Au Sénégal, des habitants de certaines localités du pays sont menacés par le plomb. « Plusieurs enfants ont perdu la vie à cause de la contamination par le plomb, liée à la présence d’une usine de recyclage de batteries dans la région« . Une révélation du Dr Mamadou Salif Sané, enseignant chercheur et chargé de programme au CRADESC. Un diagnostic d’une gravité extrême qui interpelle, au plus haut niveau, les autorités.
Le Centre de recherche et d’Action sur Droits Economiques Sociaux et Culturels (CRADESC), estime qu’à Ndiakhat, les études révèlent une exposition significative des habitants au plomb, une substance extrêmement toxique. « Le plomb est particulièrement dangereux pour les enfants, qui sont les plus exposés », alerte le Dr Sané. Face à cette situation alarmante, le CRADESC accompagne depuis plusieurs années les communautés locales, notamment celles de Keur Moussa et Diender, où l’usine GANESHA, devenue aujourd’hui EMP Sarl, continue de dégrader l’environnement, selon le rapport de l’Organisation.
Les actions menées par les populations locales ont conduit le ministère de l’Environnement à commander une enquête sur la pollution dans la région. Les résultats de cette étude ont montré que les niveaux de pollution « dépassaient largement les normes internationales », entraînant le retrait temporaire de l’autorisation d’exploitation de l’usine GANESHA. Cependant, malgré ces alertes, « l’usine a pu reprendre ses activités sous prétexte d’écouler son stock, et elle opère toujours aujourd’hui, plus de neuf mois après cette décision », a déploré le Dr Sané.

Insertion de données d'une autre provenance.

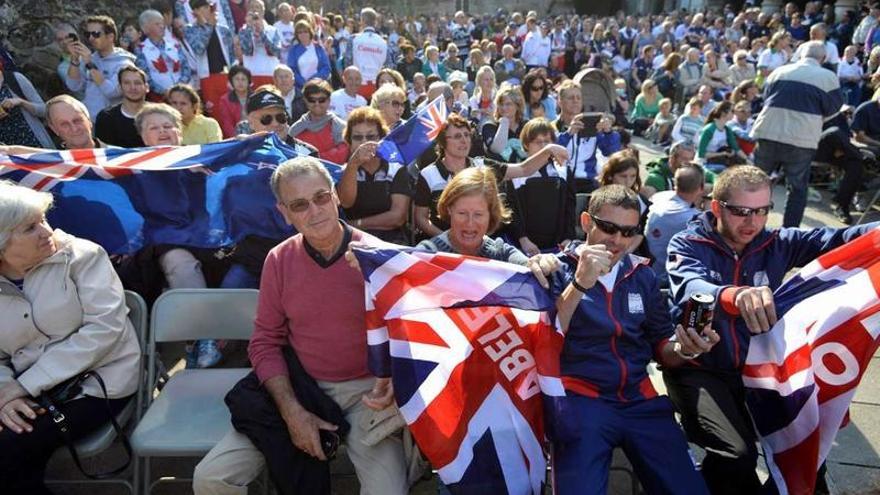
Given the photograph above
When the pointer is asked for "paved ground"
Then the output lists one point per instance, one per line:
(853, 465)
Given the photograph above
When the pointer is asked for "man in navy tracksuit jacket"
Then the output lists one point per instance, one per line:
(615, 321)
(729, 253)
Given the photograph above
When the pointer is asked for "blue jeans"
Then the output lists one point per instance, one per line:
(238, 277)
(795, 163)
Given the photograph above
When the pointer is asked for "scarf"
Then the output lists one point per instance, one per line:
(308, 123)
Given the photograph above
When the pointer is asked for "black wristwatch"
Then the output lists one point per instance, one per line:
(578, 286)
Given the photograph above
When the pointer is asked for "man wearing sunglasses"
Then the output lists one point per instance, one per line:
(615, 321)
(94, 73)
(266, 113)
(311, 300)
(729, 252)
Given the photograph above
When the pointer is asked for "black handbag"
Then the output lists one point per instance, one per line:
(53, 401)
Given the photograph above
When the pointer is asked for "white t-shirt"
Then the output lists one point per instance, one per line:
(341, 104)
(368, 53)
(308, 62)
(286, 32)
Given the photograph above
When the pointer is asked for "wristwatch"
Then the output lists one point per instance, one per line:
(578, 286)
(676, 347)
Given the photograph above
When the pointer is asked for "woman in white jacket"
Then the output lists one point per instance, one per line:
(63, 314)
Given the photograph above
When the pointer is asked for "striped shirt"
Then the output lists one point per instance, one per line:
(798, 98)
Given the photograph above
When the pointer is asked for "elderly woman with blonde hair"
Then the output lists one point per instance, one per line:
(64, 315)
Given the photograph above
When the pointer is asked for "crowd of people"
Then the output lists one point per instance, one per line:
(522, 171)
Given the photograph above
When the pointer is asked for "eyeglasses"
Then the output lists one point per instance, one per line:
(460, 135)
(745, 211)
(281, 118)
(612, 228)
(320, 198)
(364, 137)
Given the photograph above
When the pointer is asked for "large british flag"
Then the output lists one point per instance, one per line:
(802, 375)
(470, 347)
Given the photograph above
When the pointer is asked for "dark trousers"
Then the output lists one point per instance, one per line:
(648, 435)
(835, 148)
(23, 456)
(714, 416)
(795, 162)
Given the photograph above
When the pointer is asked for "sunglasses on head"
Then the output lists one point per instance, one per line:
(612, 228)
(320, 198)
(745, 211)
(281, 118)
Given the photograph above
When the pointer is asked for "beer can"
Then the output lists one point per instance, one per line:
(698, 311)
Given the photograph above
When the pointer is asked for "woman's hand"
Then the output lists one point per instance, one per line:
(542, 265)
(558, 153)
(528, 246)
(364, 153)
(16, 413)
(10, 103)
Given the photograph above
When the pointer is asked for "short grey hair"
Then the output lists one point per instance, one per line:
(148, 16)
(76, 104)
(17, 205)
(157, 108)
(815, 50)
(296, 167)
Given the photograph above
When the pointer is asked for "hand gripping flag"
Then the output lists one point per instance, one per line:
(204, 196)
(470, 348)
(409, 140)
(801, 376)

Mouhamadou Ciss, Secrétaire général du collectif des impactés de Ndiakhat, a exprimé son inquiétude face aux conséquences néfastes de l’usine de recyclage de batteries sur la communauté. « Depuis son installation, les habitants de notre village sont confrontés à de nombreuses difficultés, notamment en ce qui concerne leur santé, avec une augmentation des maladies respiratoires, cutanées, et des cas de fausses couches », s’est-il plaint. « Même s’il est difficile d’établir un lien direct entre ces maladies et les activités de l’usine, nous constatons que notre santé se dégrade de jour en jour », regrette M. Ciss.
L’avis d’expert qui culpabilise l’usine
Pathé Dieye, expert environnementaliste consultant pour le CRADESC, a également mis en évidence « les nombreuses défaillances » de l’usine EMP dans le respect des normes environnementales. « Le plomb est une substance hautement toxique de première classe selon le code de l’environnement. Elle se bio-accumule dans les organismes vivants et peut causer des cancers, voire la mort, lorsque le seuil de toxicité dans le sang est atteint », a-t-il expliqué. « L’impact de l’usine sur l’environnement, notamment les zones maraîchères et sylvopastorales environnantes, est tout aussi préoccupant », a ajouté M. Dieye.
Une étude du cabinet ELAW, basée aux États-Unis, a révélé que « l’usine EMP ne respecte pas les normes internationales en matière de confinement des activités, de protection des travailleurs, et de stockage des matériaux toxiques ». Cette absence de mesures de sécurité met en péril non seulement les travailleurs de l’usine, mais aussi l’ensemble de la population environnante.
Les populations locales, soutenues par le CRADESC, appellent à des « actions concrètes » pour protéger leur santé et leur environnement face aux dangers du plomb. Elles demandent aux autorités de « faire respecter les normes en vigueur » pour les installations industrielles, afin de prévenir de nouvelles catastrophes sanitaires et écologiques.
Le CRADESC a renforcé les capacités de journalistes et d’influenceurs sénégalais sur les dangers du plomb pour interpeller les autorités sur la nécessité de retirer les autorisations données à l’usine de EMP.